Absolute Humidity, or, the mass of water vapor in air, is a smaller factor. See here for more detail.

Temperature

a 5° change can vary air density by almost 2%. That means that the Sahara desert (35° c) and the North Pole (-25°), with humidity and pressure being equal, the air in the North Pole is about 24% denser. Locally, if we assume a 15° variation daily or 25-35° variation yearly, that's 5%-14% locally, give or take, based on temperature.

Pressure

Per Avogadro's law, a 10% increase in pressure, everything else being equal, corresponds to a 10% increase in gas density. 10% variation in air pressure is quite a bit (unless you're climbing a tall mountain). Locally, 10% variation in air pressure is rare, unless you're looking at records. Daily/Weekly highs and lows in barometric pressure might vary air density by 3%-7%, ballpark estimate. See some record high and low pressure here.

Water Vapor

Again, using Avogadro's law, if you add 1 water vapor molecule to the atmosphere, and maintain temperature and pressure, you need to push one other gas molecule out of the set volume, so per cubic meter, increasing humidity does displace some of the heavier gas molecules, so there is some lightening of the air, but the effect is quite small. Water-vapor has a molecular mass of 18. Our Oxygen-Nitrogen atmosphere has an average mass of about 29. But Water Vapor rarely takes up more than 1% of the atmosphere, perhaps 2% in hot climate, 3% in very hot, but that's 3% of the air with a 38% decrease in mass, resulting in a net change of less than 1% in the most extreme conditions. You'd be unlikely to see a variation of as much as 1% density by water vapor alone, outside of a very rare event, like a thunderstorm over a desert.

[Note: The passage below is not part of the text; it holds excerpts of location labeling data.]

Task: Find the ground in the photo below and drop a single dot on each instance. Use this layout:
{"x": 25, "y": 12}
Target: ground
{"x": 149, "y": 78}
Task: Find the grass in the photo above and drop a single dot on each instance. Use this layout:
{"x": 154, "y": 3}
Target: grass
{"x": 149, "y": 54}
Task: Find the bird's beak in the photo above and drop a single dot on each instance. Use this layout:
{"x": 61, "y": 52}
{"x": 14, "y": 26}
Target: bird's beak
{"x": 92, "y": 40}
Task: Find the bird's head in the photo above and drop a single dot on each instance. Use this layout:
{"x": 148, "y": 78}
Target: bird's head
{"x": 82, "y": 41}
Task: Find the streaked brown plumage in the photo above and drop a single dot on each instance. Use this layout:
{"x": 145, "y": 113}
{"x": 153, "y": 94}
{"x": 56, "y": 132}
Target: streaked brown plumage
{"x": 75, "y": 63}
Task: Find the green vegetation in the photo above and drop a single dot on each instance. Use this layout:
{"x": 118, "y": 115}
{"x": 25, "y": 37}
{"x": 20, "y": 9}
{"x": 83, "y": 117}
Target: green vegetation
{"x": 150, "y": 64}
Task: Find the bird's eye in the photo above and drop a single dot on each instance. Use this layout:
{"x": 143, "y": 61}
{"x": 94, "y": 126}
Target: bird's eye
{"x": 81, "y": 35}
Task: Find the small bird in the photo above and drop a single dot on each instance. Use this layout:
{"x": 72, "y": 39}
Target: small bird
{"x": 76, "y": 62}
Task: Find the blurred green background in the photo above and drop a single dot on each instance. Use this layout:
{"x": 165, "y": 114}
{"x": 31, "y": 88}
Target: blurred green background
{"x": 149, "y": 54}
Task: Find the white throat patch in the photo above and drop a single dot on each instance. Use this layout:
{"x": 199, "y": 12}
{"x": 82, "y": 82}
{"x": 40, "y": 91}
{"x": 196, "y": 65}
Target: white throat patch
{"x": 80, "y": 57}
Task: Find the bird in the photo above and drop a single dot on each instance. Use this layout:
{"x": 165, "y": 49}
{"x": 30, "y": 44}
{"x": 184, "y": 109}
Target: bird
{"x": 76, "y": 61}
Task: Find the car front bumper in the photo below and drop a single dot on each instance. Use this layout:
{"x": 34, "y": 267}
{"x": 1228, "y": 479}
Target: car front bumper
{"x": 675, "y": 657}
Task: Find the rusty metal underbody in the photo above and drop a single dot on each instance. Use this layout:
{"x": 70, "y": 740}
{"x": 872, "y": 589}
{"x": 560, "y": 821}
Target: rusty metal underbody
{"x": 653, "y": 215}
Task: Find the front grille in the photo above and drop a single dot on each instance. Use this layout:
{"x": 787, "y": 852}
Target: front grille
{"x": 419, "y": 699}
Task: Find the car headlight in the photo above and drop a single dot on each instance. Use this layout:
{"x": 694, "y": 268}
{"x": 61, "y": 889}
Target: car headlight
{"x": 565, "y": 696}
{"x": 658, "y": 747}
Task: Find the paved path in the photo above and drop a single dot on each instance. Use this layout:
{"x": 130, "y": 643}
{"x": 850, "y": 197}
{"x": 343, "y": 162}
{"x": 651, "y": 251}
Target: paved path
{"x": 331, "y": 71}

There's other factors for wet air, such as the evaporation of water has a cooling effect, so as water evaporates, the local atmosphere cools, so mid day when sunlight driven or wind driven evaporation is at it's peak, it's not quite so neat and tidy as to say that evaporation makes the air lighter, cause the cooling effect of evaporation may actually make the air slightly more dense, not less dense. It's only less dense if you keep everything equal, but the cooling effect of evaporation doesn't keep everything equal.

That said, however you look at it, water vapor is likely an order of magnitude less important for air-density than temperature and pressure. It's relevant enough to pay attention too if you want to study air-density carefully, but temperature and pressure are the two big factors.

A possible exception to this is when there's fog. Fog contains tiny water droplets which are small enough to be suspended in air by wind, and those individual droplets are much denser than atmospheric water-vapor. foggy air, under the right conditions might be the most dense air, but in a sense, that shouldn't count, it's like counting sand in a sandstorm as part of the mass of air.

((Corrections welcome if I made any errors)).